Une fillette d’une dizaine d’années doit quitter l’Argentine où son père reste emprisonné, pour rejoindre sa mère qui vit déjà à Paris. Quelques leçons de français et quelques mois plus tard, elle arrive au Blanc-Mesnil, un peu loin des quais de la Seine et de la Tour Eiffel qu’elle imaginait proches de chez
elle. Le froid de l’hiver, l’appartement dans la tour, le métro, les camarades de classe, la langue surtout, tout un nouvel univers est décrit à hauteur d’enfant mais sans mièvrerie.
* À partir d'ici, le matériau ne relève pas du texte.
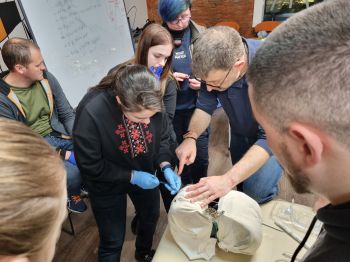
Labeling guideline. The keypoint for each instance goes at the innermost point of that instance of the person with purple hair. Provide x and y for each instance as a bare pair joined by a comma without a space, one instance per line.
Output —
176,15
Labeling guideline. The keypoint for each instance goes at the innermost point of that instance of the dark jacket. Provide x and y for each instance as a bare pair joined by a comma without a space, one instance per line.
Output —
104,151
62,113
333,243
235,101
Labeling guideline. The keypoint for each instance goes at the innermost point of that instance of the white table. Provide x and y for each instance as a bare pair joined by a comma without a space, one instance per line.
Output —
275,242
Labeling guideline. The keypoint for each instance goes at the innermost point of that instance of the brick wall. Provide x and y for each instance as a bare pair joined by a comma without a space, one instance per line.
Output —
210,12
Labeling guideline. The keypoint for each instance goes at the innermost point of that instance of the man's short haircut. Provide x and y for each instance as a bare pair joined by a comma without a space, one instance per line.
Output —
217,48
302,71
17,51
169,10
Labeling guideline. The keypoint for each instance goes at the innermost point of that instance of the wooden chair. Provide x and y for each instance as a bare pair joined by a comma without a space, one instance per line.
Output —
267,26
232,24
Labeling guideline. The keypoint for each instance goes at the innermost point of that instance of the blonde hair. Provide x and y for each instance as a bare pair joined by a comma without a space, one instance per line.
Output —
32,191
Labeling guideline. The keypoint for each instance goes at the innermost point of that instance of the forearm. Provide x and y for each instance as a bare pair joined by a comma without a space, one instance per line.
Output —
200,120
251,162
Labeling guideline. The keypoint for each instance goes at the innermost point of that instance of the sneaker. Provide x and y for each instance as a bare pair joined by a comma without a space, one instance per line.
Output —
135,224
145,256
76,204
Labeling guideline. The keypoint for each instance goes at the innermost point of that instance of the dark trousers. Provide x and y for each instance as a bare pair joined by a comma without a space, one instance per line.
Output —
110,215
262,186
192,173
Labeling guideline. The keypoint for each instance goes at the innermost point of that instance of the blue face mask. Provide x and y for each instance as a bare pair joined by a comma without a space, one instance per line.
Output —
157,71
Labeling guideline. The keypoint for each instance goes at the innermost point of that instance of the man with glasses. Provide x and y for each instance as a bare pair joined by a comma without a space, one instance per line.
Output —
220,61
176,15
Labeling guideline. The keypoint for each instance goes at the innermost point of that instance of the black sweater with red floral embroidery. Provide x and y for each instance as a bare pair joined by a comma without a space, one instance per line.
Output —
108,146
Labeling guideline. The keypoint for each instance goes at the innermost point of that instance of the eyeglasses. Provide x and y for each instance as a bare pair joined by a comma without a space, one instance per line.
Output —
214,86
184,19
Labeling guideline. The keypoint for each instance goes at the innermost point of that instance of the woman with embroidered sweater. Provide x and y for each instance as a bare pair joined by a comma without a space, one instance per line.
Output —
121,138
154,50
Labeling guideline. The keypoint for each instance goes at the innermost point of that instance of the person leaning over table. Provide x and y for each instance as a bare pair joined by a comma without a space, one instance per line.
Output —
302,101
121,137
154,50
176,15
220,59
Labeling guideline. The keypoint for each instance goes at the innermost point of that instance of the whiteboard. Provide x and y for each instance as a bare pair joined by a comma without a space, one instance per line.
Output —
80,40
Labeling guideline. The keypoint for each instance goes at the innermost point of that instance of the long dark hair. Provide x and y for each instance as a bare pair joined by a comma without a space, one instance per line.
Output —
136,86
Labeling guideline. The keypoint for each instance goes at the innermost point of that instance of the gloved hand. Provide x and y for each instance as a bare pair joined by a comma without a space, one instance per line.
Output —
174,180
71,158
157,71
144,180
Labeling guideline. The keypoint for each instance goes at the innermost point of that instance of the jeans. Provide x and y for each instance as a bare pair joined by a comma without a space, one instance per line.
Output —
262,186
74,179
192,173
110,214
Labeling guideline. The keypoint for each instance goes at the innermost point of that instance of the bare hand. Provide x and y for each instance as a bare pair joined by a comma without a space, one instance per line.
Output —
209,189
186,153
194,84
180,77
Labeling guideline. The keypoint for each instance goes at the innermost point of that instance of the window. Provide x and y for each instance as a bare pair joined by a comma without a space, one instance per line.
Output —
280,10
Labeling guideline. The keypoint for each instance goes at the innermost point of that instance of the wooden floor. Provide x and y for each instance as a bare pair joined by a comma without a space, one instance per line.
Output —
83,246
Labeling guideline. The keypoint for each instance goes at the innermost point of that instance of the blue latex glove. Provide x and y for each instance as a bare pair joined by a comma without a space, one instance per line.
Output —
71,158
144,180
174,180
157,71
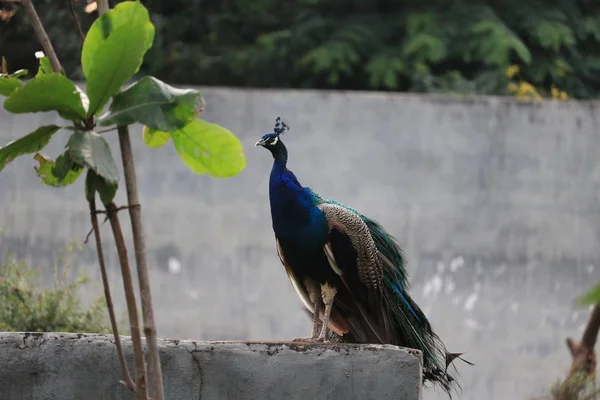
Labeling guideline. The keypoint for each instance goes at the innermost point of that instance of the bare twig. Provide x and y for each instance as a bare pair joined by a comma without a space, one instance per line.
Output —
107,130
127,381
76,19
135,214
136,338
41,34
103,6
583,364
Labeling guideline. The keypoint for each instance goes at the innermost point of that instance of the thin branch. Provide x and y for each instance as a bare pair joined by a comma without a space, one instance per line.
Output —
103,6
136,337
41,34
107,130
76,19
583,364
135,215
127,381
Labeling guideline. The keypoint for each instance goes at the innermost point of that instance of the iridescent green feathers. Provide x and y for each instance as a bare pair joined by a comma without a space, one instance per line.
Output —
403,322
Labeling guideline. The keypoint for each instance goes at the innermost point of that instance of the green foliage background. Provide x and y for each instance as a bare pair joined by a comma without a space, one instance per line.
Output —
30,304
424,46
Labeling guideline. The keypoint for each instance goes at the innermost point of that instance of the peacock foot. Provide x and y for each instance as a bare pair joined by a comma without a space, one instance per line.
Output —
310,340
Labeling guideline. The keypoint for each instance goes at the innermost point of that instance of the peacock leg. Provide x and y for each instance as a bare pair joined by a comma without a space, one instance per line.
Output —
313,294
328,292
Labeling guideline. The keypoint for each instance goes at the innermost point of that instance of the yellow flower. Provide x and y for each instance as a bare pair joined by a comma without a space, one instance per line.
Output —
511,71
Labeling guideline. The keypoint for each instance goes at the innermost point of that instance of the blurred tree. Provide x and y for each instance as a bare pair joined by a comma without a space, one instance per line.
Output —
461,46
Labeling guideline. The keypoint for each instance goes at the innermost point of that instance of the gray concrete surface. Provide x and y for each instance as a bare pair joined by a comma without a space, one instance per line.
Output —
59,366
494,200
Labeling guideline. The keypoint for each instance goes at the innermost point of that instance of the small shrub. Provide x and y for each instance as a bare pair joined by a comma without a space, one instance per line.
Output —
28,306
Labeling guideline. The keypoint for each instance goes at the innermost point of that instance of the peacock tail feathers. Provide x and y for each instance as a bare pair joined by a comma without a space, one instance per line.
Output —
412,326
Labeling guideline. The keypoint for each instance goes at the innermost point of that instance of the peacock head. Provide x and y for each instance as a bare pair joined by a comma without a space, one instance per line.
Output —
270,141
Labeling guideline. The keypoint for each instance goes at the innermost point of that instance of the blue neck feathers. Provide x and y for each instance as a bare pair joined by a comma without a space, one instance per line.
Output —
293,207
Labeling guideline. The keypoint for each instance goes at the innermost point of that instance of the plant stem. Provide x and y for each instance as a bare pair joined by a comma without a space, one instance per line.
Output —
127,381
583,356
76,19
136,337
42,36
156,381
103,6
135,214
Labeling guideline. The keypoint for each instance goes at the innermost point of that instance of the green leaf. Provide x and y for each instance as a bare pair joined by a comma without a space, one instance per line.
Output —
554,35
31,143
95,183
591,297
114,49
61,173
209,148
155,104
51,92
154,138
8,84
91,150
122,14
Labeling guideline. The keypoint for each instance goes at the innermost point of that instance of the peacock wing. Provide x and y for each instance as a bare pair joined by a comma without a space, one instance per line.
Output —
336,323
298,286
352,254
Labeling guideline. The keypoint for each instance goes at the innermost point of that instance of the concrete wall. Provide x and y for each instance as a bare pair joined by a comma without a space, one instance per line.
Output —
76,367
495,202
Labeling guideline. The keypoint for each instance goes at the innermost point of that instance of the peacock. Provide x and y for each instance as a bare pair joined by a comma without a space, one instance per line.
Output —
347,269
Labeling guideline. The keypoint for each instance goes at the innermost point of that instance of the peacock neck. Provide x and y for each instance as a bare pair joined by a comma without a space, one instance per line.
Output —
279,152
293,208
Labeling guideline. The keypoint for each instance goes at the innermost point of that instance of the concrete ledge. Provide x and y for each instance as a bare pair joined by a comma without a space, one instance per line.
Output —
66,366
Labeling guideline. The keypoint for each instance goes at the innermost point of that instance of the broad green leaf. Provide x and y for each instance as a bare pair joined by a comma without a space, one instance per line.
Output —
154,138
591,297
122,14
110,63
9,84
95,183
59,173
31,143
153,103
51,92
91,150
209,148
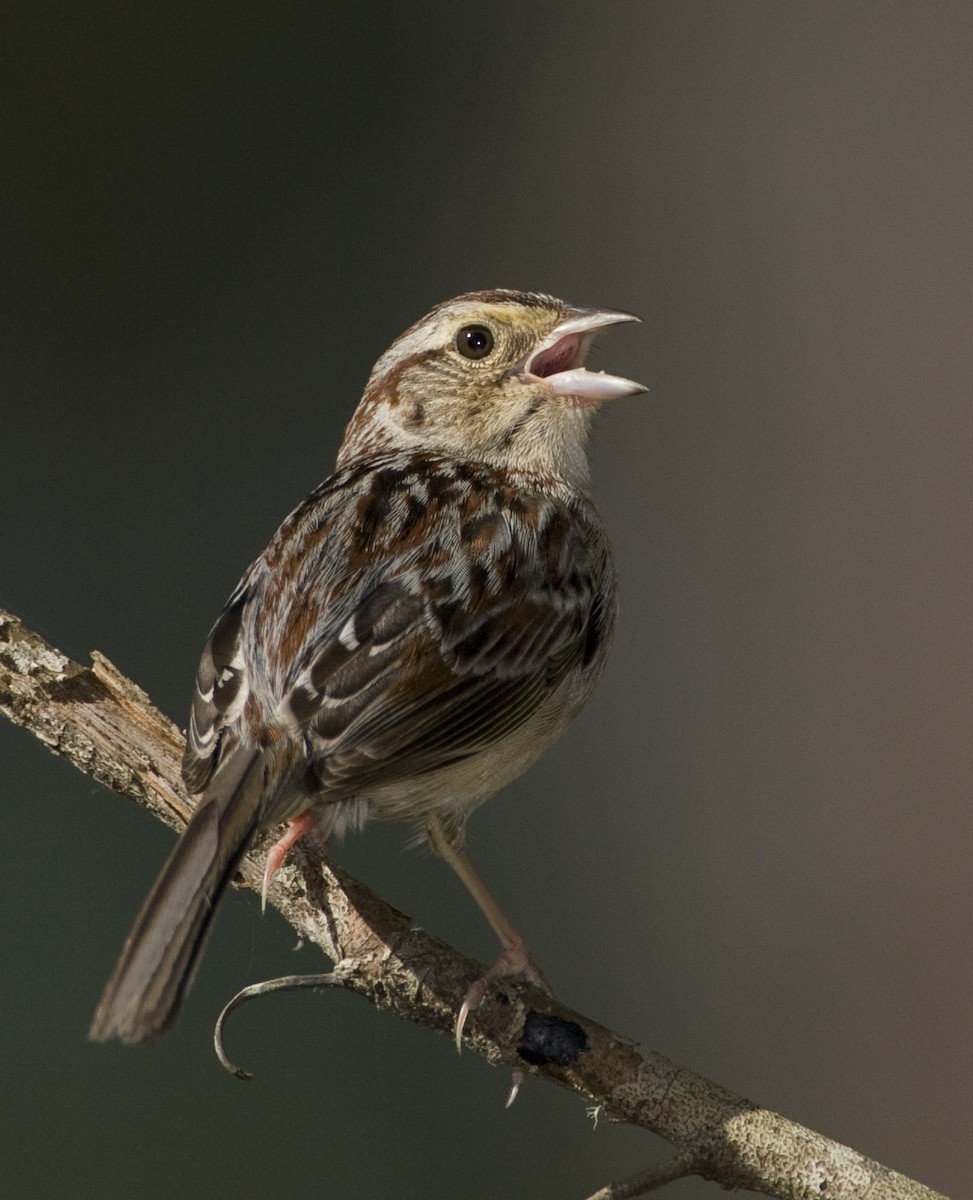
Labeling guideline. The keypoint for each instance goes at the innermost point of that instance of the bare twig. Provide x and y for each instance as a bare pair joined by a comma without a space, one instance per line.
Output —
107,726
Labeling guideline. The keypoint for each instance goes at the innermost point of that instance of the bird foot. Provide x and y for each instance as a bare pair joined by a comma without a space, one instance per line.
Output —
515,960
296,828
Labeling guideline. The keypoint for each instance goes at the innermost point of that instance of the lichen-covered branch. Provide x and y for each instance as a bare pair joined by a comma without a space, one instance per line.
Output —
107,727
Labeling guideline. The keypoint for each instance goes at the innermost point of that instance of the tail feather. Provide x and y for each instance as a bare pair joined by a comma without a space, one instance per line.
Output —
156,966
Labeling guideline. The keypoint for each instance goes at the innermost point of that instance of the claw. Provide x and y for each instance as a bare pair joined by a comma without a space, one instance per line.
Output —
515,960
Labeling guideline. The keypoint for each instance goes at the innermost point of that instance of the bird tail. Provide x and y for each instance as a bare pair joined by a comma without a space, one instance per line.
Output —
156,966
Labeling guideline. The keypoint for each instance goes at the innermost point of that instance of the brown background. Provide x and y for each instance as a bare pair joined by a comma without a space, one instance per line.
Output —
754,850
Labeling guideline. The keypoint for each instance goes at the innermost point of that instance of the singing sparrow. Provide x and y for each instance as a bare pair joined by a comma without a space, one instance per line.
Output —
418,631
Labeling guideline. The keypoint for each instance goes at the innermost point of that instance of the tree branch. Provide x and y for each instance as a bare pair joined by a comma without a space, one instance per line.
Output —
107,727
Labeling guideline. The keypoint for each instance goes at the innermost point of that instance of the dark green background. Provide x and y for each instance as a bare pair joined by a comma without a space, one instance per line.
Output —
754,850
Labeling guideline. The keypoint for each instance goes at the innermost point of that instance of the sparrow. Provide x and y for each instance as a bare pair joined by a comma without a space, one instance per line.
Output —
414,636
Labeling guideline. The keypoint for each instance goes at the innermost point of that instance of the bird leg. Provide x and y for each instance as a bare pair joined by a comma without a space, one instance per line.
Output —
515,957
296,827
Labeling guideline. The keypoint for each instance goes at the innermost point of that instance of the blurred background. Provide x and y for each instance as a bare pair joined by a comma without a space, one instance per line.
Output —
752,850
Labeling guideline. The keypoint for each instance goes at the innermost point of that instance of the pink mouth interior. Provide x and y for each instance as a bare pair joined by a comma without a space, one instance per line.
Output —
566,353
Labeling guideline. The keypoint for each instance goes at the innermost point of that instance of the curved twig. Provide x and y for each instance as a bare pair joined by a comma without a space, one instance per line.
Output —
106,726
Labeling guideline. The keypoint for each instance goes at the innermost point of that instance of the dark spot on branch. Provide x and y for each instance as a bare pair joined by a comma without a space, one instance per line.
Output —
551,1041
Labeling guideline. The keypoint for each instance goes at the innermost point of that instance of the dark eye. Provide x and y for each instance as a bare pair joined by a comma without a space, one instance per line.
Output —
474,341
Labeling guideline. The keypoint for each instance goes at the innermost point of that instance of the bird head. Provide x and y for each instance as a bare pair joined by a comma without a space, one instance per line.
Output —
497,377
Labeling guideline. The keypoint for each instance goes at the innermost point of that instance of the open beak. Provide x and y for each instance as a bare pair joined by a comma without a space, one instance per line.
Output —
560,357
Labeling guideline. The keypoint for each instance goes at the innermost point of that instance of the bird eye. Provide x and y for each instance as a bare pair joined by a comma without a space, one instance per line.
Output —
474,341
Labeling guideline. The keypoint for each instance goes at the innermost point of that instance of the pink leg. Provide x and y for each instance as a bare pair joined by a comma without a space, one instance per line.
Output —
515,958
296,827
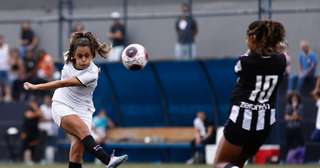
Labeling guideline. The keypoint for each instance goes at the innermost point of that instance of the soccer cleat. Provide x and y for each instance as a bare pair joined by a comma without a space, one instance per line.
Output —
115,161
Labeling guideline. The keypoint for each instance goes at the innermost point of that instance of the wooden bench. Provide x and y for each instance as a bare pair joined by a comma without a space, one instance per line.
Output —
148,135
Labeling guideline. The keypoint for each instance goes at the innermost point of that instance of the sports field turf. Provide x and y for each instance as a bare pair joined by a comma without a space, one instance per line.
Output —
150,166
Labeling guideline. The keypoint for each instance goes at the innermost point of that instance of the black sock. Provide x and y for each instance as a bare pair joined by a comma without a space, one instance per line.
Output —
90,144
74,165
229,165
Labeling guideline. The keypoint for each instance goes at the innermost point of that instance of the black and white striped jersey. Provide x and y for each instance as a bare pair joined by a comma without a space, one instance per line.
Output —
254,96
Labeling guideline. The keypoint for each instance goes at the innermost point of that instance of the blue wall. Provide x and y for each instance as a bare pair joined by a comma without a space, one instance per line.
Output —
166,93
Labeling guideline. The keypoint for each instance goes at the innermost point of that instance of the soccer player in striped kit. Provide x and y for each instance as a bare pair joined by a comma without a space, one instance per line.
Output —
72,105
252,111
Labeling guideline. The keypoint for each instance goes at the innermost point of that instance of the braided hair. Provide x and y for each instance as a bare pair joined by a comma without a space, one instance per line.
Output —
267,36
86,39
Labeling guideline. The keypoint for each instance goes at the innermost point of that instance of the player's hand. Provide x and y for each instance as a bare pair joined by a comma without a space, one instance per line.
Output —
29,86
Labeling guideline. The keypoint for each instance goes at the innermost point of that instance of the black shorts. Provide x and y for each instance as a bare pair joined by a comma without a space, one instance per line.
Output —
250,141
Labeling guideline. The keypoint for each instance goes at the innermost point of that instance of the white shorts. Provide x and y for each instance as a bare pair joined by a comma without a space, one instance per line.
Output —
60,110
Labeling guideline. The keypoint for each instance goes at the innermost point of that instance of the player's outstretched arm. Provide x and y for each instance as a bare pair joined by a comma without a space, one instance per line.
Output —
53,84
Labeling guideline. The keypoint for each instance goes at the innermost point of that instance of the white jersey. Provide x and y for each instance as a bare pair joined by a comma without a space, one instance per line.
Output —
199,125
47,125
78,96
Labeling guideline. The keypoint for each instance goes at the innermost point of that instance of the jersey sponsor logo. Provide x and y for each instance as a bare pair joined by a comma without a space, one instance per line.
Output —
264,88
255,107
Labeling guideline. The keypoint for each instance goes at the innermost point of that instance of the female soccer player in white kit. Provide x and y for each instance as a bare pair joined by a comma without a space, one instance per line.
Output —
72,106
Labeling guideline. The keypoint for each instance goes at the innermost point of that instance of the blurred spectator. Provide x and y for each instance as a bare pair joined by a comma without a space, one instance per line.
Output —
78,27
294,134
45,66
30,65
16,64
5,94
117,36
101,122
30,132
316,133
49,131
204,134
18,92
187,30
283,47
28,39
307,64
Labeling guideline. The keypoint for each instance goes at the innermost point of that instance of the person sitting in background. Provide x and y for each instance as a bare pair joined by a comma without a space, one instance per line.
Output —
49,131
45,67
117,36
101,122
316,133
30,132
294,134
307,64
203,135
28,39
78,27
5,94
187,29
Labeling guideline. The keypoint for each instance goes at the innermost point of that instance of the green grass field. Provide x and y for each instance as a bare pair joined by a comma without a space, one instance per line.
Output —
150,166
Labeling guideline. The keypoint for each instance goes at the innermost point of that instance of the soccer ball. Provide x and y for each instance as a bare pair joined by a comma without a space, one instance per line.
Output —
134,57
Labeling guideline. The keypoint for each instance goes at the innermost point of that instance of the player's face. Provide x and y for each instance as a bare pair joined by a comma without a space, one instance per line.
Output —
83,57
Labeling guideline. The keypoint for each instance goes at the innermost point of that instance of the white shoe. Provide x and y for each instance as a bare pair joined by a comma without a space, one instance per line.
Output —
115,161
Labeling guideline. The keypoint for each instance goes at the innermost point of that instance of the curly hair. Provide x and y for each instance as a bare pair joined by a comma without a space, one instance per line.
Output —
267,35
86,39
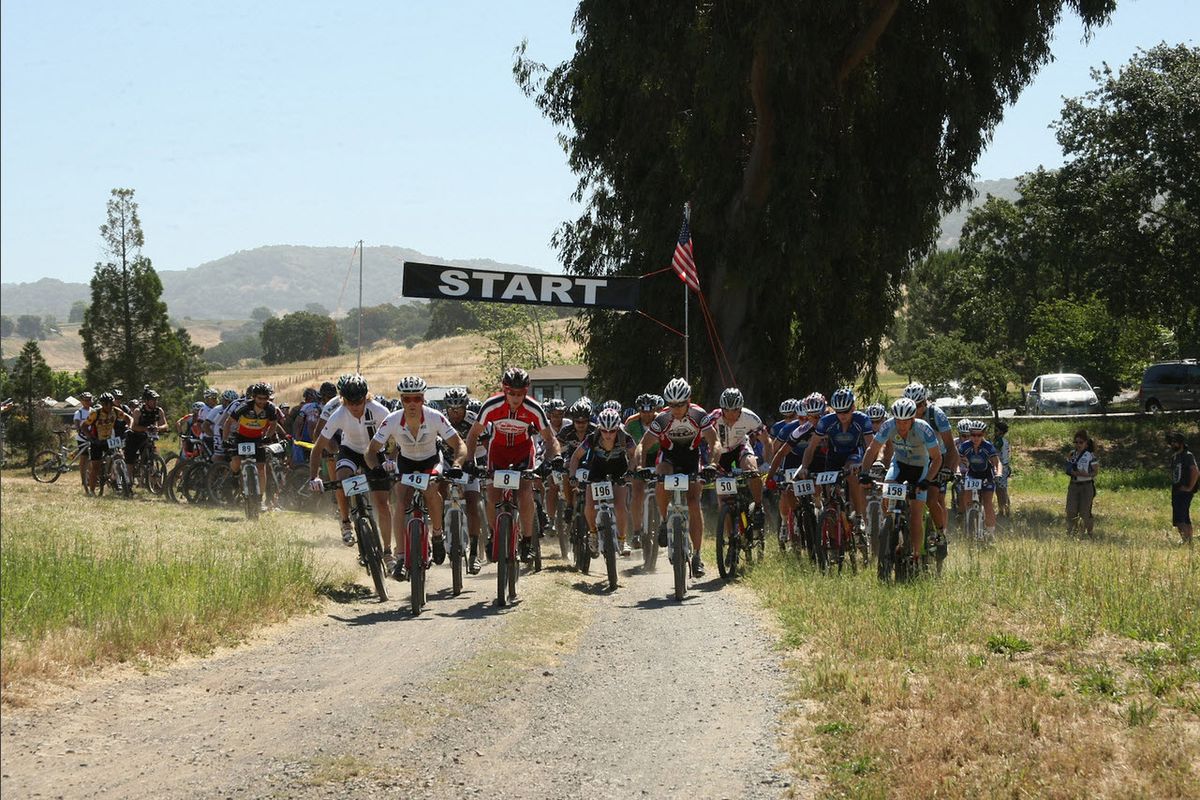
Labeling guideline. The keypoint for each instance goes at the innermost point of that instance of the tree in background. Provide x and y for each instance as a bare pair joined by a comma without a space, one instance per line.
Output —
299,336
819,145
126,336
31,380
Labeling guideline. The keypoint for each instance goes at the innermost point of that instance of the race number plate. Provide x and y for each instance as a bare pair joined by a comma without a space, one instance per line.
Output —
675,482
601,491
355,485
417,480
803,488
507,479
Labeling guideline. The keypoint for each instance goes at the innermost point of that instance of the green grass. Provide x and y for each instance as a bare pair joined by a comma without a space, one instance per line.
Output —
87,582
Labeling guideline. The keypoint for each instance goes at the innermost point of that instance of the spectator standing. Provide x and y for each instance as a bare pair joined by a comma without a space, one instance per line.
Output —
1183,483
1081,467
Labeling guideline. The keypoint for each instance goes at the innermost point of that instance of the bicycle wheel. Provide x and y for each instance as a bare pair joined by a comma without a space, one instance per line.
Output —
47,465
371,552
679,565
417,560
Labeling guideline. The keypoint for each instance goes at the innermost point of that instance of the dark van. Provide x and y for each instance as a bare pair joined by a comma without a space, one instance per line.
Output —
1170,385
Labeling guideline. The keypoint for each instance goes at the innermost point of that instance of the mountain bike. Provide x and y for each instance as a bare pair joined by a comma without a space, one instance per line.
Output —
366,531
507,531
49,464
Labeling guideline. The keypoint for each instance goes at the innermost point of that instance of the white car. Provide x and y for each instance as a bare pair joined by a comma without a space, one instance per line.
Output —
1061,392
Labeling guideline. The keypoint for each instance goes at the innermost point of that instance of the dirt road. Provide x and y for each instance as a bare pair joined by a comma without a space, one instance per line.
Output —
573,693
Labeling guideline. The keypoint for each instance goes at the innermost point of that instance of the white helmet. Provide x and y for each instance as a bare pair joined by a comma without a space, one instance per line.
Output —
731,398
904,408
677,391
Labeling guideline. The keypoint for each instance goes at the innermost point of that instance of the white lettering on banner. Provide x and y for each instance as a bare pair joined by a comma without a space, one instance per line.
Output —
589,288
558,289
454,283
487,282
520,287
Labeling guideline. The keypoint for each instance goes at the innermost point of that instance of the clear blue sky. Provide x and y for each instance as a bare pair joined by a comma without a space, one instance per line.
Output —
241,125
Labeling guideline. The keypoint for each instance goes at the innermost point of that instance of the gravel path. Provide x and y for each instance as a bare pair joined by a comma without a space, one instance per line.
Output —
575,692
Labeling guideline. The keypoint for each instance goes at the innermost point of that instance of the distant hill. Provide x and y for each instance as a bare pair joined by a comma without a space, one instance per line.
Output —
282,277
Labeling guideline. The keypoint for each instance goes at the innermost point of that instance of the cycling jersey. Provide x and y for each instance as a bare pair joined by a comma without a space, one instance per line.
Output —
684,433
250,421
978,462
845,441
357,432
425,443
913,449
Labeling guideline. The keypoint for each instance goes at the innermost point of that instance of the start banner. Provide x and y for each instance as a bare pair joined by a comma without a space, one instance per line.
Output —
443,282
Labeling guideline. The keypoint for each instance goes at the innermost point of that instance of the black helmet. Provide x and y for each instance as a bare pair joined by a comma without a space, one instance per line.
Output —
515,378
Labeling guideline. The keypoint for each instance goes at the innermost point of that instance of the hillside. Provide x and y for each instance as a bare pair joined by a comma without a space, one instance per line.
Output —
282,277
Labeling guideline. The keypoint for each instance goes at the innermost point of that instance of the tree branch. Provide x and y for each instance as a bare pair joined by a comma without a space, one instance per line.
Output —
867,38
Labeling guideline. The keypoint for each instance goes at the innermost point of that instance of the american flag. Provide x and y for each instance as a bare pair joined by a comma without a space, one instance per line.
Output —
684,262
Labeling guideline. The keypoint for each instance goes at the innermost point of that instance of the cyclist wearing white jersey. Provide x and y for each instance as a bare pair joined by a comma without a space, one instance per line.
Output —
916,457
417,428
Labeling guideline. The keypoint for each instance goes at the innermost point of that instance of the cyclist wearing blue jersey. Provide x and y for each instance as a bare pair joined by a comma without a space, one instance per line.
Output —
941,425
915,458
847,432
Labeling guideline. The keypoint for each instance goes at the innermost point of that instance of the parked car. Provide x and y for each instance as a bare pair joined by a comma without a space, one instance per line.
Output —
1170,385
1061,392
954,403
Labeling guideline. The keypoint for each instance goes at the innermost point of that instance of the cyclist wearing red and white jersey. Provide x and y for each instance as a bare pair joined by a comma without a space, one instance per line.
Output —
514,417
736,426
679,432
415,428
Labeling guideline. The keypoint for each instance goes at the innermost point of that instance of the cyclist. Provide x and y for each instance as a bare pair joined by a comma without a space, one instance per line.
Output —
645,410
978,458
915,458
847,433
941,425
606,452
149,421
251,419
515,417
679,432
82,445
456,402
351,428
415,428
736,427
100,427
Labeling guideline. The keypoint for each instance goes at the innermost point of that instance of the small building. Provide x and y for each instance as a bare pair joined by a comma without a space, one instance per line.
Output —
568,382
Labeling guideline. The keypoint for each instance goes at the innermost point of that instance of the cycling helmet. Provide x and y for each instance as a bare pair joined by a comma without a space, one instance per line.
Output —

J’ai vraiment passé un bon moment avec ces souvenirs pleins de délicatesse et d’émotion, aux côtés de cette petite fille très observatrice, qui grandit et change, mais garde un lien très fort avec son père au travers des lettres et de leurs lectures communes. Dans cet échange réside l’explication du titre, très joli fil conducteur du roman. Un livre à ne pas rater si les thèmes de l’enfance et de l’exil vous parlent !
Plusieurs exils...
Il y a sans doute plusieurs formes à l'exil et celui vécu dans l'enfance et dans la langue est sans doute une forme qui donne à la littérature un ton et une couleur particulière. Quelques souvenirs d'enfance peuvent en effet raconter bien des choses et même l'exil des adultes et d'un peuple d'un point de vue particulier, singulier. Adopter ce regard porté sur les choses, les souvenirs, c'est aussi se rapprocher d'un commencement, d'une découverte et les choses, comme les êtres prennent un tour singulier parfois drôle, parfois déconcertant mais tout compte, tout petit à petit prend forme et sens comme une seconde naissance à une nouvelle langue à un nouveau monde. Avec une distance qui se réduit par la parole, par l'écrit, un point de départ se fait jour et les contours d'un nouveau pays, d'une nouvelle langue se dessinent. Une suite de découvertes donc et un exil vécu dans l'enfance, une initiation à la langue, à un nouveau paysage, un livre sensible qui laisse songeur et nous ramène dans ce lieu intermédiaire de l'enfance et de l'exil...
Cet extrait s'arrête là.